El libro se compone de tres conversaciones de 1977, una serie de discusiones que tuvieron lugar en Salecina (Suiza) entre 1975 y 1977 y las entrevistas con distintos autores que componen un documental sobre la llamada «Escuela de Frankfurt», originalmente emitido por la BBC. El texto base de este documental, por otra parte, es quizá el que peor ha soportado el paso de los años, pues reproduce clichés e inexactitudes que la abundante literatura sobre la teoría crítica publicada desde entonces ha probado infundadas. Para tomar el pulso a las líneas maestras del pensamiento de Marcuse, la primera conversación sobre «Teoría y política» es sin duda fundamental. Su epicentro es el debate con Jürgen Habermas, con quien Marcuse llevaba discutiendo amistosamente más de una década. El texto ofrece una valiosa perspectiva de la fisonomía intelectual de Marcuse y de su vínculo con la teoría crítica frankfurtiana, que permite esclarecer malentendidos enormemente extendidos en su recepción. Y además recoge un interesante debate entre dos grandes del pensamiento del siglo xx, que permite marcar tanto las afinidades como las distancias con un Habermas que por entonces redactaba su Teoría de la acción comunicativa, obra que algunos han leído como una «superación» de la teoría crítica «clásica» –con la que el talante intelectual y político del propio Habermas tenía más bien poco en común–. De ahí que resulten elocuentes, ante todo, las divergencias. Especialmente las que afectan a los distintos modos de comprender el vínculo entre teoría y política. Pues, a la hora de reconstruir la trayectoria intelectual de Marcuse, Habermas piensa ante todo en autores y en tradiciones teóricas; Marcuse, en cambio, insiste en el vínculo decisivo entre teoría crítica y experiencia histórica. Para él, la teoría crítica no partía de lecturas filosóficas, sino de la experiencia bien real de la revolución malograda. La fallida revolución alemana de 1918-1919 daría lugar a un proceso de estabilización política que culminaría en el nacional-socialismo; su derrota militar en 1945 no produjo una verdadera ruptura, sino una nueva estabilización de las sociedades capitalistas. Esto marcaría la senda de la teoría. Pues solo quien logra hacerse cargo de las razones de ese fracaso puede no desistir en el intento de rastrear cómo se sedimenta en lo existente la huella de una posible liberación.

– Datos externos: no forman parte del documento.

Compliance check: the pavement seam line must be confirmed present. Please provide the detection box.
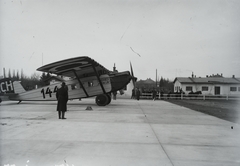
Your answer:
[138,103,174,166]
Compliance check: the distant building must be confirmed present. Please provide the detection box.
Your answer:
[173,75,240,95]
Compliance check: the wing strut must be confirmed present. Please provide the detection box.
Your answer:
[92,65,106,93]
[73,70,89,97]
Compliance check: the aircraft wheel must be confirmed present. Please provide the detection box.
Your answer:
[95,94,109,106]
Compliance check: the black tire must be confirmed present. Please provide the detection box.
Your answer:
[95,94,109,106]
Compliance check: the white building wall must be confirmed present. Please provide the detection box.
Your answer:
[174,81,240,95]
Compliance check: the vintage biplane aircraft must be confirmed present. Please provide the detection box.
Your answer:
[0,56,136,106]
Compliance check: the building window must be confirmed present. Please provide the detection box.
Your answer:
[202,86,208,91]
[186,86,192,91]
[230,87,237,92]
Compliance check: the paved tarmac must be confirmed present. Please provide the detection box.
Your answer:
[0,99,240,166]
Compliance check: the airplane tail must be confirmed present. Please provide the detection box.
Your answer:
[13,81,26,94]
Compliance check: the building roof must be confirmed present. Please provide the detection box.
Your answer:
[173,77,240,84]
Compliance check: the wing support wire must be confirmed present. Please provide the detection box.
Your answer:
[73,70,89,97]
[92,63,106,93]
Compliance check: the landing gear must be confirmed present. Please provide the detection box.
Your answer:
[95,94,111,106]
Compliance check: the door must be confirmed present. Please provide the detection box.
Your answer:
[215,86,220,95]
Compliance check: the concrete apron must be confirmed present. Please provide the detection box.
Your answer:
[0,99,240,166]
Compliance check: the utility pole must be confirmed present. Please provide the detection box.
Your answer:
[156,69,157,88]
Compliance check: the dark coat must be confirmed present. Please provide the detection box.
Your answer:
[56,87,68,112]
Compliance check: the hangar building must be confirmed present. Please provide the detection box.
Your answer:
[173,75,240,95]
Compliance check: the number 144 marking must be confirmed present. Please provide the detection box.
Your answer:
[41,86,58,99]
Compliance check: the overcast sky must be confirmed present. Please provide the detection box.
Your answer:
[0,0,240,80]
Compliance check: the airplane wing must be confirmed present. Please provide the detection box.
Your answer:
[37,56,110,78]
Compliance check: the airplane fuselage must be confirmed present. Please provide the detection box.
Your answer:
[9,71,131,101]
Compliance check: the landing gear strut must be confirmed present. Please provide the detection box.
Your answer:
[95,94,111,106]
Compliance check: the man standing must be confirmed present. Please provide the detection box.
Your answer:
[136,88,141,100]
[56,82,68,119]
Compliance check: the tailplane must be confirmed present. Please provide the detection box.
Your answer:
[13,81,26,94]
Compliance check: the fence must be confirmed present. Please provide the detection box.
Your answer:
[140,93,240,100]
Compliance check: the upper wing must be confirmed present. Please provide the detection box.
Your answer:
[37,56,110,78]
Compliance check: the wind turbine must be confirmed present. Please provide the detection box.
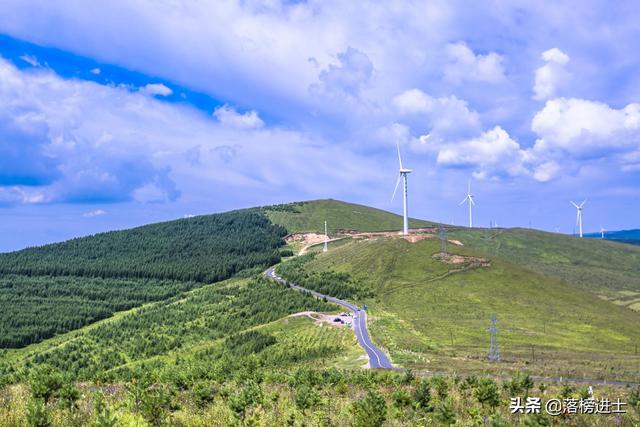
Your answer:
[391,143,413,236]
[322,221,329,252]
[460,180,476,228]
[571,199,587,237]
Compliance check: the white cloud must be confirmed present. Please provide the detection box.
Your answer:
[444,42,505,83]
[427,126,527,177]
[312,47,373,96]
[20,55,40,67]
[213,105,264,129]
[533,160,561,182]
[392,89,481,141]
[140,83,173,96]
[82,209,107,218]
[0,58,381,207]
[533,47,571,101]
[531,98,640,156]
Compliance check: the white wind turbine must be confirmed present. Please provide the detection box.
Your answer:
[391,143,413,236]
[571,199,587,237]
[322,221,329,252]
[460,180,476,228]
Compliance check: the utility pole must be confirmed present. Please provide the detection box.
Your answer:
[489,314,500,362]
[438,224,447,254]
[322,221,329,252]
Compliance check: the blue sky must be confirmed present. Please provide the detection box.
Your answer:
[0,0,640,251]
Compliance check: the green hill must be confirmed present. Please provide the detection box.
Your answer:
[280,230,640,380]
[263,200,433,234]
[448,229,640,310]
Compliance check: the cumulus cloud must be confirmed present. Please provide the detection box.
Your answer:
[533,47,571,101]
[392,89,481,140]
[82,209,107,218]
[444,42,505,83]
[139,83,173,96]
[526,98,640,181]
[213,104,264,129]
[434,126,527,177]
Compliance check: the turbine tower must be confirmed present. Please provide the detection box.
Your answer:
[571,199,587,237]
[460,180,476,228]
[391,143,413,236]
[322,221,329,252]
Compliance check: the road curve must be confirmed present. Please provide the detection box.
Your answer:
[264,267,395,369]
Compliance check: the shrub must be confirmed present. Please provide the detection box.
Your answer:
[351,390,387,427]
[413,380,433,412]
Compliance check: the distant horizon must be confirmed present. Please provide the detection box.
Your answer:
[0,0,640,251]
[0,198,640,253]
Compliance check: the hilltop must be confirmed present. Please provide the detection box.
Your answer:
[263,199,434,234]
[0,200,640,425]
[584,230,640,245]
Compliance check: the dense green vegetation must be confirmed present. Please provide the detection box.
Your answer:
[0,210,287,282]
[277,253,373,300]
[0,364,640,427]
[13,277,334,380]
[0,275,195,348]
[262,200,433,234]
[302,238,640,381]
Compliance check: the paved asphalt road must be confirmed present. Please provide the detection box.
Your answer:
[265,267,640,387]
[265,267,394,369]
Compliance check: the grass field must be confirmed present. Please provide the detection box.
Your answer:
[0,279,365,379]
[265,200,433,234]
[300,237,640,381]
[448,229,640,310]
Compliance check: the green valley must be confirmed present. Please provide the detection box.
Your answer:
[0,200,640,426]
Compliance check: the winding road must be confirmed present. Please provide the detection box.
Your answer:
[264,267,394,369]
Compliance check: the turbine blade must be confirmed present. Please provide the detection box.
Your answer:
[396,142,402,169]
[391,175,402,202]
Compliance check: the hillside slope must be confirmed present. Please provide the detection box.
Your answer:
[448,229,640,310]
[263,200,433,234]
[288,236,640,380]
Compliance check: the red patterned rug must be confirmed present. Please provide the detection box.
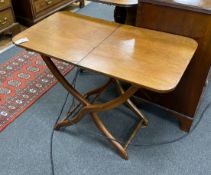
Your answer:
[0,48,73,132]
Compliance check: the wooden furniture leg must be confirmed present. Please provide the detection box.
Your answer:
[42,55,147,160]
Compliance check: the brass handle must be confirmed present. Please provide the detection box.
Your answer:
[45,0,53,5]
[0,17,8,25]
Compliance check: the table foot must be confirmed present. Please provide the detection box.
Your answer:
[91,113,128,160]
[42,56,148,160]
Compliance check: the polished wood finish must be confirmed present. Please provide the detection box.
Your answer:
[12,0,84,26]
[13,12,197,92]
[0,0,20,36]
[42,55,147,160]
[13,12,197,159]
[13,12,119,64]
[136,0,211,131]
[80,25,197,93]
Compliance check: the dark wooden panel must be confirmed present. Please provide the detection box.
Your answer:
[136,2,211,130]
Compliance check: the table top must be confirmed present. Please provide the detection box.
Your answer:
[89,0,138,7]
[140,0,211,14]
[13,12,197,92]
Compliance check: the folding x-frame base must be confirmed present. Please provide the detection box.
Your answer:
[42,55,148,160]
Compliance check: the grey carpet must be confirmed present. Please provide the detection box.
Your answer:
[0,4,211,175]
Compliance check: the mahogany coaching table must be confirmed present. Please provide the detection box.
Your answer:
[13,12,197,159]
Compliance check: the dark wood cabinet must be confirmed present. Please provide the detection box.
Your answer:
[12,0,83,26]
[136,0,211,131]
[0,0,20,35]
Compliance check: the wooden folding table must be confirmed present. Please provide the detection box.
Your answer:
[13,12,197,159]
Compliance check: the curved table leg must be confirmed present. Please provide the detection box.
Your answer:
[42,56,148,160]
[91,112,128,160]
[115,80,148,127]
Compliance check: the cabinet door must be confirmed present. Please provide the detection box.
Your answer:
[0,8,14,30]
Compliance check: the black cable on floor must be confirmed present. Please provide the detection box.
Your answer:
[50,69,211,175]
[75,102,211,147]
[50,68,80,175]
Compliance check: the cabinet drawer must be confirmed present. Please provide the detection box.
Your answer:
[33,0,64,14]
[0,0,11,10]
[0,9,14,30]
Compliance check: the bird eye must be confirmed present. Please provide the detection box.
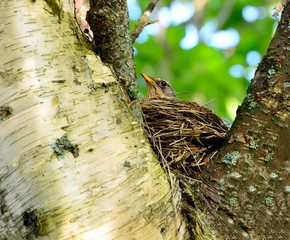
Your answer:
[161,81,167,87]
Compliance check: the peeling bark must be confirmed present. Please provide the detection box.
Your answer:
[0,0,182,240]
[87,0,137,100]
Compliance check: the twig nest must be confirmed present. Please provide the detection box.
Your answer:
[141,98,228,176]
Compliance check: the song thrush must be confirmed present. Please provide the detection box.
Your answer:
[141,73,228,175]
[140,73,176,98]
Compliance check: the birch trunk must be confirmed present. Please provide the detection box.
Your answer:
[0,0,182,240]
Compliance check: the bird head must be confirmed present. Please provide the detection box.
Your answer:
[140,73,176,98]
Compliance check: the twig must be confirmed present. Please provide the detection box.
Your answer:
[131,0,159,43]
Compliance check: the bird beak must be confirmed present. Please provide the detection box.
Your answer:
[140,73,157,86]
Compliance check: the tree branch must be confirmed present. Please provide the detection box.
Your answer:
[131,0,159,43]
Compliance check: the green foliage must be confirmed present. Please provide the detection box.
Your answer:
[129,0,277,120]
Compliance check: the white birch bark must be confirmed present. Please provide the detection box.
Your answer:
[0,0,185,240]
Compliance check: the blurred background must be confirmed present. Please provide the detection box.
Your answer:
[127,0,278,121]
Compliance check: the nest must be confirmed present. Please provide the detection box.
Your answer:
[141,98,228,176]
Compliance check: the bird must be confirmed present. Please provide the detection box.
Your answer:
[140,73,228,172]
[140,73,177,98]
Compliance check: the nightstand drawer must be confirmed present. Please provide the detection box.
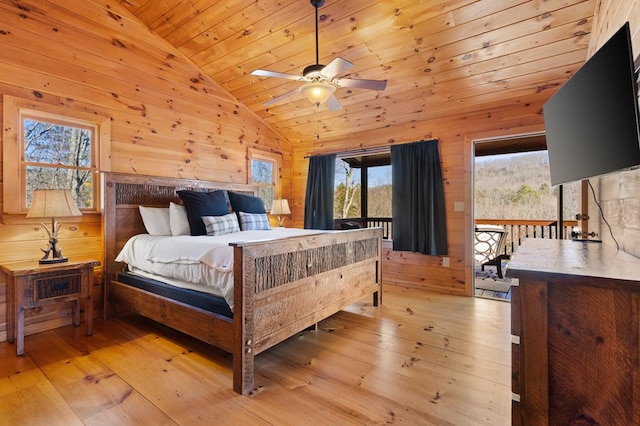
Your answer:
[33,273,82,302]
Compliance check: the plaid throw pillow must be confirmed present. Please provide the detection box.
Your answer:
[202,213,240,236]
[238,212,271,231]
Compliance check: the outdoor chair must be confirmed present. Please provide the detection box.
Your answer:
[474,225,509,278]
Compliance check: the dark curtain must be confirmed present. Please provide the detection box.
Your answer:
[391,140,448,255]
[304,154,336,229]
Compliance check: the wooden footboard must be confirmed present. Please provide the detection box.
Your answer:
[233,229,382,394]
[104,174,382,395]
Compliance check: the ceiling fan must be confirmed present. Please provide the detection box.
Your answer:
[251,0,387,111]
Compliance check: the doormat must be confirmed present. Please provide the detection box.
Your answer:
[476,277,513,293]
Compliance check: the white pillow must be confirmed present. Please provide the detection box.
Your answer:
[202,213,240,236]
[138,206,171,235]
[169,203,191,237]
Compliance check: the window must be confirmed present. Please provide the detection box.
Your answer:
[20,113,96,209]
[333,150,392,239]
[3,96,109,213]
[249,149,282,211]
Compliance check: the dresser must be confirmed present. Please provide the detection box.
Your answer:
[0,260,100,355]
[507,239,640,425]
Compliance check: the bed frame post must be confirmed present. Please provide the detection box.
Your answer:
[233,246,255,395]
[102,174,117,320]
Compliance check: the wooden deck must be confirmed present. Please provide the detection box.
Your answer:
[0,286,511,425]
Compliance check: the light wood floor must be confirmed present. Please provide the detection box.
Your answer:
[0,286,511,426]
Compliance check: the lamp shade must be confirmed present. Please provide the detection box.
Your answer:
[27,189,82,218]
[271,199,291,214]
[300,81,336,105]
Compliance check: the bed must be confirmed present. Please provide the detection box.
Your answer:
[104,173,382,395]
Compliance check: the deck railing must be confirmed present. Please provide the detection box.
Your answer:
[334,217,578,250]
[476,219,578,255]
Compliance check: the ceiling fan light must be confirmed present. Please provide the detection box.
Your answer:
[300,81,336,105]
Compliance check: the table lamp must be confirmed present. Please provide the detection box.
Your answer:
[271,198,291,228]
[27,189,82,264]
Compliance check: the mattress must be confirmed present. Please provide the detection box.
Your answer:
[117,272,233,318]
[115,228,327,310]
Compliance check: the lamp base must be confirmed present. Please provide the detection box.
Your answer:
[38,257,69,265]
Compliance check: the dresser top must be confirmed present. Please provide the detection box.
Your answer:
[0,259,100,276]
[507,238,640,283]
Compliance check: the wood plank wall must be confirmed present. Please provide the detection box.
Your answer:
[0,0,292,340]
[0,0,640,340]
[589,0,640,257]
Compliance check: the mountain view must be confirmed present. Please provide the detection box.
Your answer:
[474,151,578,220]
[334,151,578,220]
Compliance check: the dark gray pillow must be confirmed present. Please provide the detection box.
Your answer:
[177,190,229,235]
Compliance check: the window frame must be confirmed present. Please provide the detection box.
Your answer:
[247,148,282,211]
[2,95,111,214]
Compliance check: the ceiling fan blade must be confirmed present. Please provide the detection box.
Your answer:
[327,95,342,111]
[262,89,299,106]
[251,70,304,80]
[334,78,387,90]
[320,58,353,80]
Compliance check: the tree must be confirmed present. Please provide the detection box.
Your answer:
[334,159,361,218]
[23,119,93,208]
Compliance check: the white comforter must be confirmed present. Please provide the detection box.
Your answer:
[116,228,323,310]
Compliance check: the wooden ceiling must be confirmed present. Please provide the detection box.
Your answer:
[120,0,596,145]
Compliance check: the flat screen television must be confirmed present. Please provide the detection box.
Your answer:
[543,22,640,185]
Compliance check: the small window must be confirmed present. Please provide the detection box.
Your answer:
[249,149,281,211]
[2,95,111,214]
[21,114,96,209]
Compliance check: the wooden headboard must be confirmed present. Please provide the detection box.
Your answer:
[103,173,258,296]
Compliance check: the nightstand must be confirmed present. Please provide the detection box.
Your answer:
[0,260,100,355]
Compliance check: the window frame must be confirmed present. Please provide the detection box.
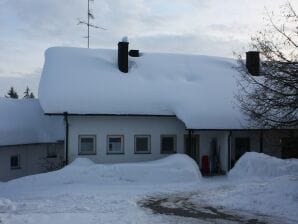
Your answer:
[134,134,151,154]
[46,144,58,159]
[160,134,177,155]
[78,134,96,155]
[10,153,21,170]
[107,135,124,155]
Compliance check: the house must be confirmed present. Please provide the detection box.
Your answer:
[39,40,298,172]
[0,97,65,181]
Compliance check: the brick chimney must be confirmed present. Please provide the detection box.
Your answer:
[118,37,129,73]
[246,51,260,76]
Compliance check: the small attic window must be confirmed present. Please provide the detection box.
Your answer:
[79,135,96,155]
[10,154,21,169]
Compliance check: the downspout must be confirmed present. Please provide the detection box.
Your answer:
[228,130,232,171]
[63,112,69,165]
[188,129,192,155]
[260,130,263,152]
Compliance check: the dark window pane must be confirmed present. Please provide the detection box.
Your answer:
[109,137,122,152]
[136,137,149,152]
[81,137,94,152]
[10,155,19,168]
[161,136,175,153]
[47,145,57,158]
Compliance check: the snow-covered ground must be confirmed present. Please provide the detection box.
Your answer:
[0,153,298,224]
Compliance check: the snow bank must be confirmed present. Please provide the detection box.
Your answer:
[39,47,245,129]
[0,97,64,146]
[7,154,201,188]
[0,198,16,213]
[229,152,298,179]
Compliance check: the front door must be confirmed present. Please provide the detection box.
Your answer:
[235,138,250,161]
[184,135,200,163]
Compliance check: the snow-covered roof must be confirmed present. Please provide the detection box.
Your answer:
[0,97,64,146]
[39,47,245,129]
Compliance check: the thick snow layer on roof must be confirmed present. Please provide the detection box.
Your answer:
[0,98,64,146]
[39,47,245,129]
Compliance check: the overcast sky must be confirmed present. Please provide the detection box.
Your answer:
[0,0,298,96]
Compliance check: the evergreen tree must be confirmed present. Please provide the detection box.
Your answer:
[237,2,298,128]
[5,87,19,99]
[24,86,35,99]
[24,86,30,98]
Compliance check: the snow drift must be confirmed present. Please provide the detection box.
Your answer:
[8,154,201,187]
[229,152,298,179]
[0,97,64,145]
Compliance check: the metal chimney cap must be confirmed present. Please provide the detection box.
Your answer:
[121,36,128,42]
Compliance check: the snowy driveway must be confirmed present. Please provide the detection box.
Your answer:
[0,155,298,224]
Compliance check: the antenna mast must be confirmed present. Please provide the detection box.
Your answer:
[78,0,106,48]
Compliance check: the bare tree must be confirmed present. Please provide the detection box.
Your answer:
[78,0,105,48]
[236,2,298,128]
[5,87,19,99]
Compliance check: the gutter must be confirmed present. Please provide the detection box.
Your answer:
[63,112,69,165]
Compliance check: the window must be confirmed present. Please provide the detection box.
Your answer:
[10,154,20,169]
[107,135,124,154]
[281,137,298,159]
[135,135,151,153]
[235,137,250,161]
[79,135,96,155]
[47,145,57,158]
[160,135,176,154]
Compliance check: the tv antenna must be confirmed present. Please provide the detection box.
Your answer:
[77,0,106,48]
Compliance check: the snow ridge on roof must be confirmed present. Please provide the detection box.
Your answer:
[0,97,64,146]
[39,47,244,129]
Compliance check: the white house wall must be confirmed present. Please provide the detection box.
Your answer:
[69,116,228,170]
[0,143,64,181]
[194,131,229,171]
[69,116,185,163]
[231,130,298,163]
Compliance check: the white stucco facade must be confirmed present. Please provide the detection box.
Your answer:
[68,116,229,171]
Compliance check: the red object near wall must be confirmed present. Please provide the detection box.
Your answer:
[202,156,209,173]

La experiencia del fracaso de la transformación social llevaría a Marcuse a una preocupación prioritaria por la subjetividad: primero en su intento juvenil de fusionar marxismo y existencialismo, más tarde –tras la toma del poder del fascismo– en el análisis del autoritarismo, finalmente a la reapropiación de los planteamientos del psicoanálisis freudiano. La inquietud que recorre su pensamiento hasta estas conversaciones es la tentativa de salvaguardar la posibilidad de emancipación cuando nada en el seno de las sociedades del capitalismo avanzado parecía alimentar aún la esperanza en una transformación sistémica. De ahí la centralidad de ocuparse de las «condiciones subjetivas para la transformación política y social» (p. 131), que nunca están dadas de modo definitivo, sino que dependen de las cambiantes constelaciones históricas. El decurso del siglo xx había mostrado que la constitución antropológica de las sociedades tardocapitalistas favorecía antes un comportamiento conformista y dócil con los abusos del poder que una subjetividad capaz de articular formas de oposición y crítica. Además de la crisis socio-ecológica de la naturaleza externa, Marcuse advierte que el capitalismo avanzado genera también lo que podríamos llamar una crisis de la «naturaleza interna»: lleva a una atrofia de la capacidad de placer y de goce, así como de las formas de solidaridad, pues en dicha sociedad toda gratificación queda supeditada al principio de rendimiento y a la lógica del consumo y la competencia, generando –en último término– individuos dóciles y domesticados para encajar en una realidad social que les degrada.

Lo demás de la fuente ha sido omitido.